• Sonuç bulunamadı

Kalkınma ve iktisadi büyüme gibi olgularla gelir eşitsizliği arasındaki ilk sistematik ilişki ise Kuznets (1955) tarafından geliştirilmiştir. Bu hipotez ekonomik büyüme ve kişi başına gelir arttıkça gelir dağılımı eşitsizliğinin de artacağını ifade etmektedir. Buna göre gelir seviyesi nispeten daha düşük olan ülkelerde gelir dağılımı eşitsizliği de daha düşük seviyede olacaktır. Ekonomik büyüme ve kişi başına düşen gelir artışıyla beraber gelir dağılımı eşitsizliği Kuznets hipotezine göre artış gösterecektir. Fakat büyümenin daha ileri safhalarında gelir dağılımı eşitsizliği azalma eğilimine girecektir. Buna göre gelir dağılımı ile gelir düzeyi arasındaki ilişki de ters U- şeklinde olacaktır.

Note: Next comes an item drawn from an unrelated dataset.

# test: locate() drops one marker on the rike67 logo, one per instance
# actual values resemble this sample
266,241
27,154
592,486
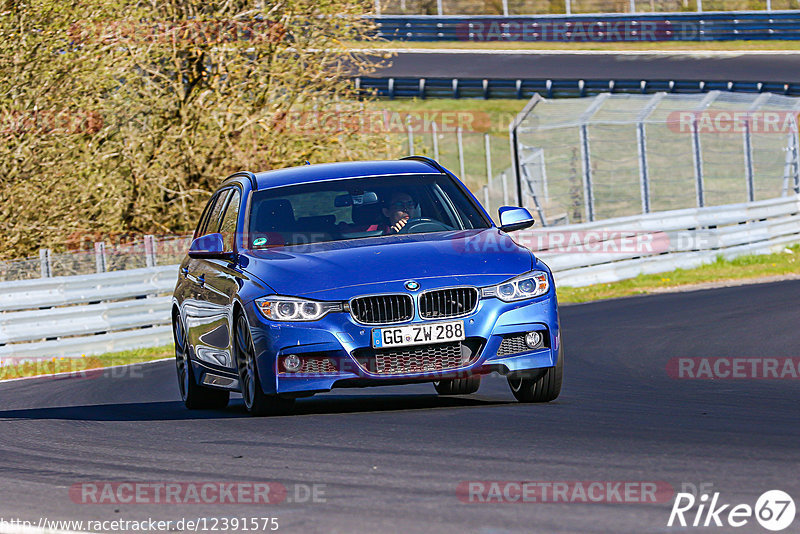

Daha sonra Robinson (1976) makalesi ile Kuznets hipotezini geliştirmiştir ve bu hipoteze katkıda bulunmuştur. Robinson’un temel olarak yaptığı tarımdan sanayi sektörüne doğru olan istihdam akımını dikkate almak olmuştur. Robinson’un modeline göre tarım sektörü başlangıçta ekonominin büyük bir miktarını oluşturmaktadır. Tarım sektörünün temel karakteri düşük kişi başına gelire sahip olmasıdır ve sektörde göreceli olarak daha az eşitsizlik söz konusudur. Buna karşılık sanayide ve kentlerde kişi başına gelir yüksek olup göreceli olarak daha fazla gelir eşitsizliği bulunmaktadır. Ekonomik gelişmeyle beraber istihdam da tarımdan sanayiye yönelir. Tarıma göre daha yüksek gelirle beraber gelir dağılımı eşitsizliği de giderek artar. Dolayısıyla gelişmenin ilk aşamalarında gelir artarken gelir dağılımı eşitsizliği de buna paralel bir seyir takip eder. Ancak gelişmeyle birlikte kırsal kesimden kentsel kesimlere doğru oluşan göç tarımdaki gizli işsizliği bertaraf ederek marjinal verimliliği artırır. Böylece tarım işçilerinin gelirleri de artar. Benzer şekilde sanayi sektöründeki işçiler de basamak atlar ve onların da gelirleri artar. Bu tartışma bölgeler arasındaki gelir dağılımını açıklama bakımından da önemlidir.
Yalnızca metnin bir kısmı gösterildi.